Blueberry Scones

This scone recipe from Bon Appetit is so versatile and is the same recipe I used for the Chocolate Chip Scones.  I added frozen blueberries for a change of pace and although it made the batter a little stickier than usual it turned out well.  I would even add white chocolate chips in with the blueberries, but alas my family does not enjoy that combination of flavors.

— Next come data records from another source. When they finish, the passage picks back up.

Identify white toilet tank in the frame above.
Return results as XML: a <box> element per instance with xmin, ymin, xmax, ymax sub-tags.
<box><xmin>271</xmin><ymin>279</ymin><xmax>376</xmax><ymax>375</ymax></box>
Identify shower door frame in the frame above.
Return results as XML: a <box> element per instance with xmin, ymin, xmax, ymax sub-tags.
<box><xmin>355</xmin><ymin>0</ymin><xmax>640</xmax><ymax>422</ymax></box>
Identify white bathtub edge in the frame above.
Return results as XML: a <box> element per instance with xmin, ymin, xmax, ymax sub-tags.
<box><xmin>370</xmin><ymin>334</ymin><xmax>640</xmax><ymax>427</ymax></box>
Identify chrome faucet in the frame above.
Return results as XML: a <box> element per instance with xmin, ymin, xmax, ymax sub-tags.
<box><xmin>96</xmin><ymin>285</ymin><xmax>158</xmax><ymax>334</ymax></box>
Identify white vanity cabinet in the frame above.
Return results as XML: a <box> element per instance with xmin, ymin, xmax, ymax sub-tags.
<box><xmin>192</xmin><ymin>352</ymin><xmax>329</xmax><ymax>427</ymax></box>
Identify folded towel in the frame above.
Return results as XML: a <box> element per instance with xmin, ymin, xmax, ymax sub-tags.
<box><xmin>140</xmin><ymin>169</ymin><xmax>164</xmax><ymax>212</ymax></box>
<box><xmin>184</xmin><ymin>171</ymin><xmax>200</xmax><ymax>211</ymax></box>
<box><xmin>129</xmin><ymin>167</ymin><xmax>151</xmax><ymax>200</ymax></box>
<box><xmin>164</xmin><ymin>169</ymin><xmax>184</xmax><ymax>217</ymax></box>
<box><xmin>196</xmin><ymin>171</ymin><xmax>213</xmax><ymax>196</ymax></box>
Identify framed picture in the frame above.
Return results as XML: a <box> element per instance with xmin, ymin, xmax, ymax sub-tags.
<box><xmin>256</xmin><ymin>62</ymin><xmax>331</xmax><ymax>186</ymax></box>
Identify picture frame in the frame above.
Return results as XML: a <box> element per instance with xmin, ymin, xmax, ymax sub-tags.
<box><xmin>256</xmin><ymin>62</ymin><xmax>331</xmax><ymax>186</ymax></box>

Blueberry Scones (makes 12-14)

  • 2 cups all purpose flour
  • 1/3 cup (packed) golden brown sugar
  • 1 tablespoon baking powder
  • 3/4 teaspoon salt
  • 1/2 cup (1 stick) chilled salted butter, diced
  • 1 cup frozen blueberries
  • 1/2 cup (or more) chilled whole milk
  • 1 large egg
  • 1 tablespoon vanilla
  • Turbinado (coarse) sugar for sprinkling

Preheat the oven to 400 degrees.

Sift the flour, sugar, baking powder, and salt together in a large bowl.  Add the butter and mix with your hands until a coarse crumbly texture forms.

Add the blueberries.  Whisk the egg, vanilla, and milk in a small bowl with a fork.  Gradually add the wet to the dry ingredients, mixing with the fork.  Add more or less milk depending on the dough formation.

Place 1/4 cup balls of the dough onto a baking tray and sprinkle with the coarse sugar.  Bake for ~22 minutes or until a tester comes out of the middle clean.  Serve alongside some fresh fruit and you have a delightful breakfast.